Die hätten vorher mal wissen sollen, dass ich bei „Wer lacht zuerst”-Spielchen nicht so leicht zu schlagen bin. Mit einem Rivalen Fußball zu schauen macht also doch nicht so viel Spaß!! Bei Niederlagen und schlechten Spielen braucht man eben doch jemanden an seiner Seite, der das gleiche mitmacht.

Aus diesem Grund fiel es mir auch schwer, meine anfängliche Vorfreude, auch Holland bei der WM zuzujubeln, aufrechtzuerhalten. Aber sich der Begeisterung der Holländer zu entziehen, war noch schwieriger. Also stand auch ich mit orangenem Shirt in einer der vielen Bars in Utrecht. Eingequetscht zwischen großen Männern und bunt geschmückten Frauen mit allerlei orangenen Accessoires, die in Begeisterungsstürme ausbrachen, wenn der Ball während des Spiels über die Mittellinie gelangte.

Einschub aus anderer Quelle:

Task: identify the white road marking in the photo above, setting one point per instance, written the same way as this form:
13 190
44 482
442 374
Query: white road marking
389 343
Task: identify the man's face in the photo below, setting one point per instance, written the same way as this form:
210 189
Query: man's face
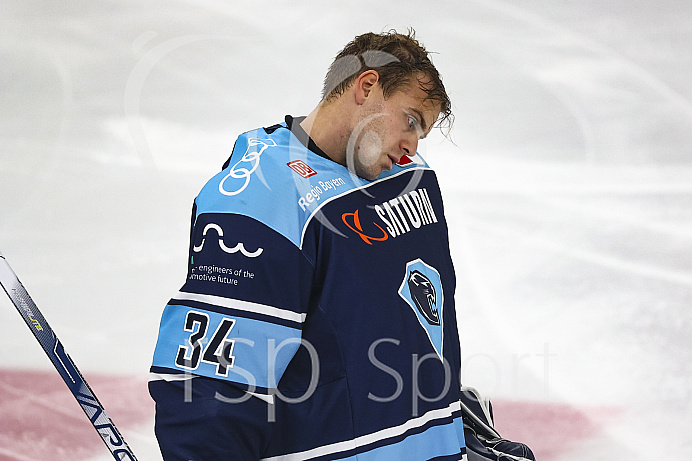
386 129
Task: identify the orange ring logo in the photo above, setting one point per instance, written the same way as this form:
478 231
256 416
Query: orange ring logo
358 229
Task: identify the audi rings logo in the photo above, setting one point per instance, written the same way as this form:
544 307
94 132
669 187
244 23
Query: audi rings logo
239 247
245 167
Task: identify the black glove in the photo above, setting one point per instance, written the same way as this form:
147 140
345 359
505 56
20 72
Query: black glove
483 442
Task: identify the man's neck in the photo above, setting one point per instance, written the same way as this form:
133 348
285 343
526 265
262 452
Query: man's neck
329 131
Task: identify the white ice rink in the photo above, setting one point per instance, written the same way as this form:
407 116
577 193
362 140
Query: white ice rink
567 184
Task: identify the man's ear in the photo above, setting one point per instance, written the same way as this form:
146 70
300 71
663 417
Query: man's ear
364 85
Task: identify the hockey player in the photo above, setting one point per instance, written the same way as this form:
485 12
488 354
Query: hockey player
317 320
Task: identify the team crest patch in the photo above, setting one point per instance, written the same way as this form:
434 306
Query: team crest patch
422 290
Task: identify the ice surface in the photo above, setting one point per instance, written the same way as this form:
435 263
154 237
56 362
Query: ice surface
567 182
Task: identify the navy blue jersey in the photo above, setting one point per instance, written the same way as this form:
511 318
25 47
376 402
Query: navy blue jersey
317 320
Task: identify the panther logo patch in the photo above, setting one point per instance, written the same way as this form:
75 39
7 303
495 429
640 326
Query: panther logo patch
422 291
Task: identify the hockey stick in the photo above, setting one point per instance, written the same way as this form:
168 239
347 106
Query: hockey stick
63 363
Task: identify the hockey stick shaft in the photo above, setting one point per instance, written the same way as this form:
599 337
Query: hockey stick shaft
63 363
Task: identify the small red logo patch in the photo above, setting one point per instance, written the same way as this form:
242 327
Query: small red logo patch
404 160
301 168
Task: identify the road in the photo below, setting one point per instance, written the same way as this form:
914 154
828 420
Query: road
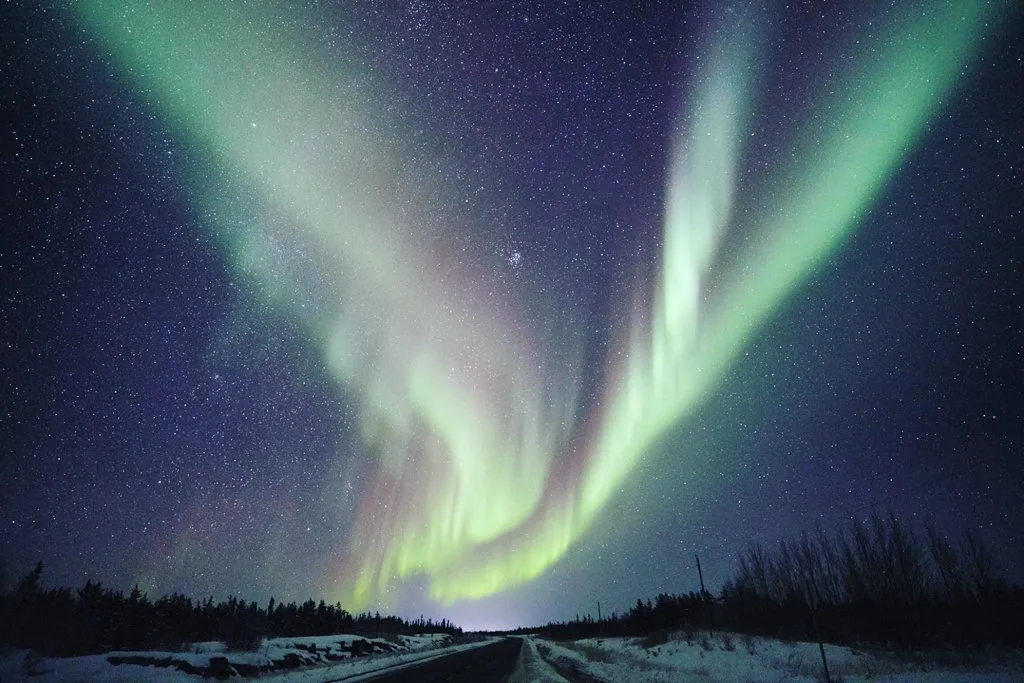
491 664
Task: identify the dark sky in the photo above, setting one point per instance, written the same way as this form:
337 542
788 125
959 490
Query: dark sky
252 366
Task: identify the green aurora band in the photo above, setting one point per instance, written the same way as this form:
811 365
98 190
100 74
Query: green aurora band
482 481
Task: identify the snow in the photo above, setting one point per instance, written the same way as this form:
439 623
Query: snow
718 658
530 667
734 657
317 657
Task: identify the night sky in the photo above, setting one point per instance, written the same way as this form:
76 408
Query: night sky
492 312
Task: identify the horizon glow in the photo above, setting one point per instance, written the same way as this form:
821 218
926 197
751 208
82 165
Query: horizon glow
483 478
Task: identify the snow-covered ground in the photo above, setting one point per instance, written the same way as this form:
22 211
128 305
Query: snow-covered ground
728 657
311 659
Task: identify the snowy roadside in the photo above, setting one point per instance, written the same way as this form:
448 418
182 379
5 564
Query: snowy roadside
312 659
733 657
530 667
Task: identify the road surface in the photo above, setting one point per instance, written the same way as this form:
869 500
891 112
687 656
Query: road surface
491 664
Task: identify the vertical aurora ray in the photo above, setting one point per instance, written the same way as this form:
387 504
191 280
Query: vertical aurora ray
480 485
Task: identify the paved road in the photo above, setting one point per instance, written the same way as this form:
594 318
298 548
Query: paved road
491 664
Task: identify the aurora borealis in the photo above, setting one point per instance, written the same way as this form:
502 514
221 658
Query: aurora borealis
438 319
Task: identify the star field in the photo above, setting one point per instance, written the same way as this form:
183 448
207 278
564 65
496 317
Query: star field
491 313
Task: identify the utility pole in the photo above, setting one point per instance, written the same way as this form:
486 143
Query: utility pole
711 633
812 600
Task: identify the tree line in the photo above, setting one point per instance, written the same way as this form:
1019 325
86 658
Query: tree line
95 619
876 581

Die Mischung aus Lautstärke, guter Laune, Energie und einem viel zu kleinen Raum mit viel zu vielen Menschen vor mindestens fünf verteilten kleinen Fernsehern (von einer Großbildleinwand haben hier anscheinend noch nicht alle gehört) ist das Rezept, mit dem die Holländer ihre Zeit bei der WM feiern.

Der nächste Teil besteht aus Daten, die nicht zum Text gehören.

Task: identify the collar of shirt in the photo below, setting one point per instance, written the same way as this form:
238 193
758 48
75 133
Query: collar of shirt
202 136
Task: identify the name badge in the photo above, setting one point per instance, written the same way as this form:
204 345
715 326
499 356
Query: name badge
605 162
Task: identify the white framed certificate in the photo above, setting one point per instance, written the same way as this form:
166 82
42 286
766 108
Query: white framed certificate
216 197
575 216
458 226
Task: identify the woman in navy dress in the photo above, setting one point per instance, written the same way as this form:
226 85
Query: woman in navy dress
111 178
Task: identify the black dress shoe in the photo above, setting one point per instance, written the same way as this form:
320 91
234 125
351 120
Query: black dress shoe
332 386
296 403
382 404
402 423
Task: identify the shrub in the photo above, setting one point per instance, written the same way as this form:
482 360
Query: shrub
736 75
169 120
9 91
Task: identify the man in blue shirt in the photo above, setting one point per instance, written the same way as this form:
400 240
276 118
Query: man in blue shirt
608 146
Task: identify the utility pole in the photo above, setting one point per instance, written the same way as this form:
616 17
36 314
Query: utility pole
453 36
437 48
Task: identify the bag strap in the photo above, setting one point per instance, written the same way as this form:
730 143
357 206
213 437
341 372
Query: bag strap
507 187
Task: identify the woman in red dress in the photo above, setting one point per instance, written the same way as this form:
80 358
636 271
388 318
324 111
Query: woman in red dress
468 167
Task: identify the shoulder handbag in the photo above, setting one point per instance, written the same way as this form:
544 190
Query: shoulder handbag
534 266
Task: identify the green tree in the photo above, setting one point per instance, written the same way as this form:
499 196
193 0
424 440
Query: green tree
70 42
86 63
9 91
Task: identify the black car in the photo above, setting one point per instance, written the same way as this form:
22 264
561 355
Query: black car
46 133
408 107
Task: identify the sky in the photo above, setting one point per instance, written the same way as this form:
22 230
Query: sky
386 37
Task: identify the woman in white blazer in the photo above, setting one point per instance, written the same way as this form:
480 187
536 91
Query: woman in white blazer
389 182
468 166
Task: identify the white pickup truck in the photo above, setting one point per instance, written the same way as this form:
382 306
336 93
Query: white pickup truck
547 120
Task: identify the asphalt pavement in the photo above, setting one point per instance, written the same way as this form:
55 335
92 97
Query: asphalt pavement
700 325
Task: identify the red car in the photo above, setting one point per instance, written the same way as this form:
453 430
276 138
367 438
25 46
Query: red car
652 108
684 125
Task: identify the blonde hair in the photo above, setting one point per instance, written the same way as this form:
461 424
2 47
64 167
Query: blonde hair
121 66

Wie lange diese Zeit noch dauert, weiß natürlich keiner. Ich hoffe, dass das Team der „Oranje” sich spielerisch noch steigert und es mindestens ins Halbfinale schafft. Denn feiern können die Niederländer (un)verdiente Siege und es macht Spaß, sich mit ihnen zu freuen.

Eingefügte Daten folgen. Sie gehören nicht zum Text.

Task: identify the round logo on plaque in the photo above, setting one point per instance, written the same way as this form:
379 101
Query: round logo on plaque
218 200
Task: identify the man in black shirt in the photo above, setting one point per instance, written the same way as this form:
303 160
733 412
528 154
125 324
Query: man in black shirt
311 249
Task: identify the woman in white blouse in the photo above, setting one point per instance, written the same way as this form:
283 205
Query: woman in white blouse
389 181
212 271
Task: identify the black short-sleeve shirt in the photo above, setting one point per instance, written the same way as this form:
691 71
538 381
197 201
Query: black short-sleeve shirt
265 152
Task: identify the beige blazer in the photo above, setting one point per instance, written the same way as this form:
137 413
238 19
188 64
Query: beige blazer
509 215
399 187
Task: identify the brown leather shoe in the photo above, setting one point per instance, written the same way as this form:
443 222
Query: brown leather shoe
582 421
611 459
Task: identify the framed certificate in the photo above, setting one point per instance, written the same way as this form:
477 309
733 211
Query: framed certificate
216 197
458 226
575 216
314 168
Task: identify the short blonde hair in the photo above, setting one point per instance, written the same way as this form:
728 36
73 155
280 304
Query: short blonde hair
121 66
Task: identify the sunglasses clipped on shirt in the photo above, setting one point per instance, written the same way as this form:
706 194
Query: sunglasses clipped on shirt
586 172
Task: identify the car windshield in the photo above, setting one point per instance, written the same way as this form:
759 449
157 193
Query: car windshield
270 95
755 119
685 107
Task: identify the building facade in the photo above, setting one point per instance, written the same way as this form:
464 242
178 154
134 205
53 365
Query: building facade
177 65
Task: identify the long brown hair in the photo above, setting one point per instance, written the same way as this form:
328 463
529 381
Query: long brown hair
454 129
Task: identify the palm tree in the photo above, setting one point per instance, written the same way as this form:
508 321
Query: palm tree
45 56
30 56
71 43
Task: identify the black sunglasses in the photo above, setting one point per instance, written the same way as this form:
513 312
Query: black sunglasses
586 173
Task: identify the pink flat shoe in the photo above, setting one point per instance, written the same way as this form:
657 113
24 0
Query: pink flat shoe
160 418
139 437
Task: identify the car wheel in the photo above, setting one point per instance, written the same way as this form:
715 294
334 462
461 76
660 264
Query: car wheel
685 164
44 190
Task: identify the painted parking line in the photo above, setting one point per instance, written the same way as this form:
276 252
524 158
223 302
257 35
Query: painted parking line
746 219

Viele hier hoffen auf ein Finale gegen Deutschland. Und ich hätte auch nichts dagegen. Allerdings weiß ich dann schon sicher, dass mein orangenes Trikot an diesem Tag im Schrank bleibt und ich mich nicht in den Niederlanden aufhalten werde. Denn mein Herz ist nun mal Schwarz-Rot-Gold und auch wenn ich an diesem Tag schwarz sehen werde, sind es ganz sicher nur die Spieler meiner Mannschaft, die sich auf dem Spielfeld über mindestens einen Treffer mehr als die Holländer freuen werden.